Biosensors are another class of devices dependent on shape. Biosensors are analytical devices that respond selectively to analytes in an appropriate sample and convert their concentration into an electrical signal via a combination of a biological recognition system and a physicochemical transducer. Biosensors promise to provide a powerful and inexpensive alternative to conventional analytic strategies for assaying chemical species in complex matrices; they do this by being able to discriminate the target analyte from a host of inert and potentially interfering species without the requirement for separating and, subsequently, identifying all the constituents of the sample. Specific fields of applications include veterinary medicine, agri-food, horticulture, pharmaceutics, petrochemical industry, environmental surveillance, defense and security (28).
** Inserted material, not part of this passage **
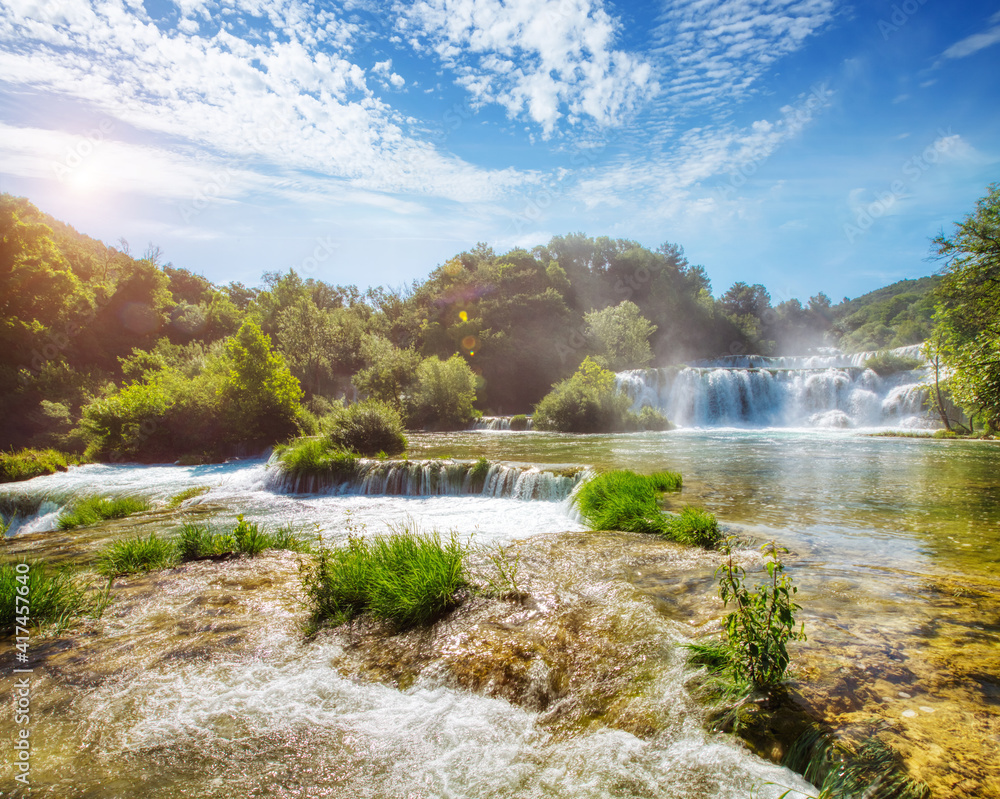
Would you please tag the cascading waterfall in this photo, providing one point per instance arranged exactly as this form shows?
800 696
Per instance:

All biosensors exploit a close harmony between a selective biorecognition system and a transducer which translates a physicochemical signal perturbation associated with the biorecognition process into a usable signal. The biorecognition system is typically an enzyme, sequence of enzymes, lectin, antibody, membrane receptor protein, organelle, bacterial, plant or animal cell or whole slice of plant or mammalian tissue. The majority of successful biosensors exploit enzymes as a biological recognition response system which are linked to transducers capable of responding to the protons, ions, gasses, heat, light, mass or electrons generated during the catalytic cycle. Biocatalytic systems based on enzymes can display poor stability, limited selectivity and insufficient sensitivity at low levels. Highly selective and sensitive devices based on immunological recognition systems may circumvent the shortcomings. One example of an antibody system included a surface acoustic wave quartz crystal which was comprised of interdigitated transducers between which was deposited a goat antibody by covalent immobilization to the silanized surface (29).
In general, the coupling of the semiconductor materials to biologically active molecules or even living tissues is extremely difficult, and the contact must be "gentle" (30). More technically, optimization of molecular response of nonlinear optical materials will depend crucially on how the chromophore molecule response is affected by environment and the temporal characteristics of that environment (31).